A workshop at NIPS Conference, Barcelona
- Charles Sutton
- James Geddes
- Zoubin Ghahramani
- Padhraic Smyth
- Chris Williams
Machine learning methods have applied beyond their origins in artificial intelligence to a wide variety of data analysis problems in fields such as science, health care, technology, and commerce. Previous research in machine learning, perhaps motivated by its roots in AI, has primarily aimed at fully-automated approaches for prediction problems. But predictive analytics is only one step in the larger pipeline of data science, which includes data wrangling, data cleaning, exploratory visualization, data integration, model criticism and revision, and presentation of results to domain experts.
An emerging strand of work aims to address all of these challenges in one stroke is by automating a greater portion of the full data science pipeline.

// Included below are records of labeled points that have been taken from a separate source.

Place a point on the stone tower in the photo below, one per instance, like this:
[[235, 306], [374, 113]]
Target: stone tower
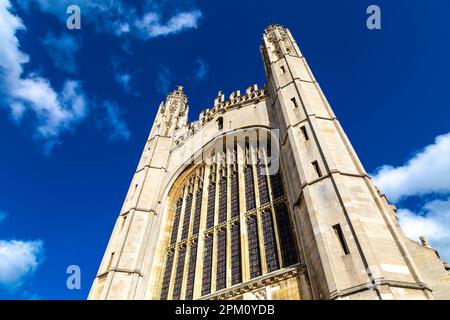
[[262, 198]]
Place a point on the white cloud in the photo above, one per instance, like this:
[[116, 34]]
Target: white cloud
[[164, 81], [202, 69], [120, 18], [151, 26], [18, 261], [124, 80], [426, 176], [112, 119], [53, 113], [433, 222], [427, 172], [62, 50]]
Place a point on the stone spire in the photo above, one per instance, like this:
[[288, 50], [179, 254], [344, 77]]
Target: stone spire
[[277, 43], [172, 114]]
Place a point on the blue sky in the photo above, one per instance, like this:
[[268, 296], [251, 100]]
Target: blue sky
[[77, 105]]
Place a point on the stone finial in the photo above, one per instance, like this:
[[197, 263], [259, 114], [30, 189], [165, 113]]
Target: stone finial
[[446, 266], [220, 98], [252, 89], [425, 242], [272, 27], [235, 94]]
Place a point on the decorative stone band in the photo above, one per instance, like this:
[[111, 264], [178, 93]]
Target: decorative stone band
[[257, 283], [235, 101]]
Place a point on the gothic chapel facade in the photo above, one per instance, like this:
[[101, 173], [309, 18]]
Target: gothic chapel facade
[[209, 219]]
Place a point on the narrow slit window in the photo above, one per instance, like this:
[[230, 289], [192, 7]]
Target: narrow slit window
[[316, 167], [110, 261], [304, 132], [124, 219], [340, 237], [220, 123]]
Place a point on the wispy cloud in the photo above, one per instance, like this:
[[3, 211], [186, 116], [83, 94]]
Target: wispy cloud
[[432, 221], [52, 113], [112, 118], [164, 80], [2, 216], [123, 77], [18, 261], [124, 80], [201, 70], [62, 49], [426, 172], [33, 101], [426, 176], [150, 24], [122, 18]]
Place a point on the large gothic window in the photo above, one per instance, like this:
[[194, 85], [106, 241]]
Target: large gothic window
[[223, 200], [249, 188], [176, 221], [234, 195], [202, 232], [270, 245], [253, 247], [221, 280], [186, 220], [207, 265], [191, 272], [263, 187], [198, 206], [211, 204], [179, 273], [236, 271], [167, 274], [286, 237]]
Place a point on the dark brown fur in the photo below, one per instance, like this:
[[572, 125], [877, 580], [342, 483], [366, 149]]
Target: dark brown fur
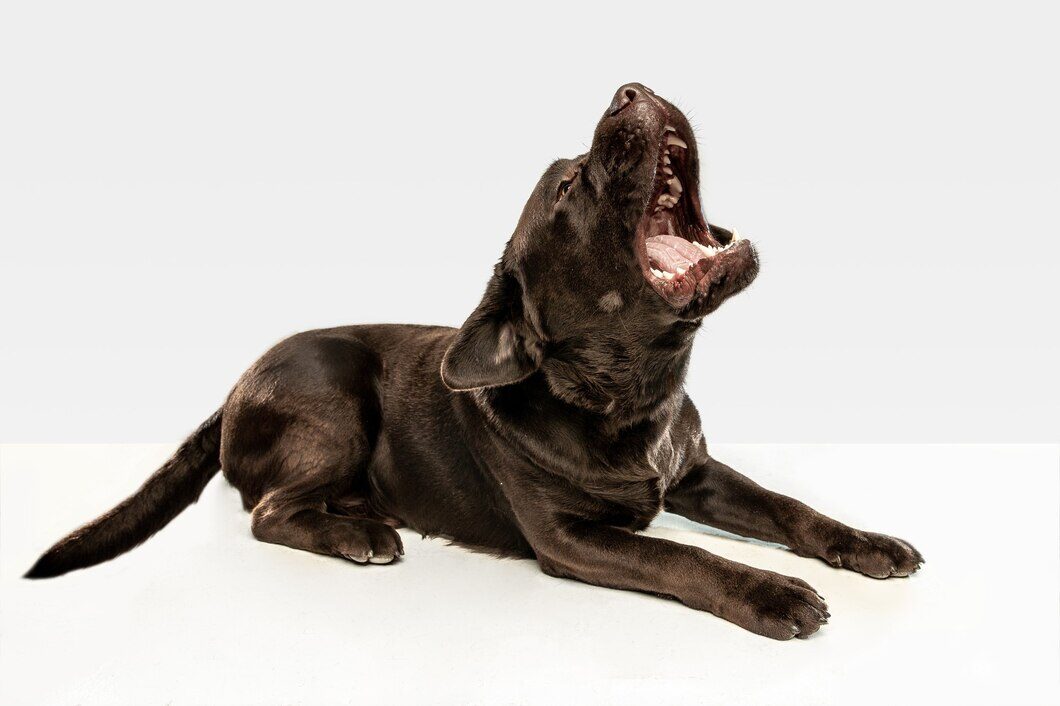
[[552, 425]]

This workshop will bring together experts in machine learning, data mining, databases and statistics to discuss the challenges that arise in the full end-to-end process of collecting data, analysing data, and making decisions and building new methods that support, whether in an automated or semi-automated way, more of the full process of analysing real data.
Considering the full process of data science raises interesting questions for discussion, such as: What aspects of data analysis might potentially be automated and what aspects seem more difficult? Statistical model building often emphasizes interpretability and human understanding, while machine learning often emphasizes predictive modeling --- are ML methods truly suitable for supporting the full data analysis pipeline? Do recent advances in ML offer help here? Finally, are there low hanging fruit, i.e., how much time is wasted on routine tasks in scientific data analysis that could be automated?
Specific topics of interest include: data cleaning, exploratory data analysis, semi-supervised learning, active learning, interactive machine learning, model criticism, automated and semi-automated model construction, usable machine learning, interpretable prediction methods and automatic methods to explain predictions. We are especially interested in contributions that take a broader perspective, i.e., that aim toward supporting the process of data science more holistically.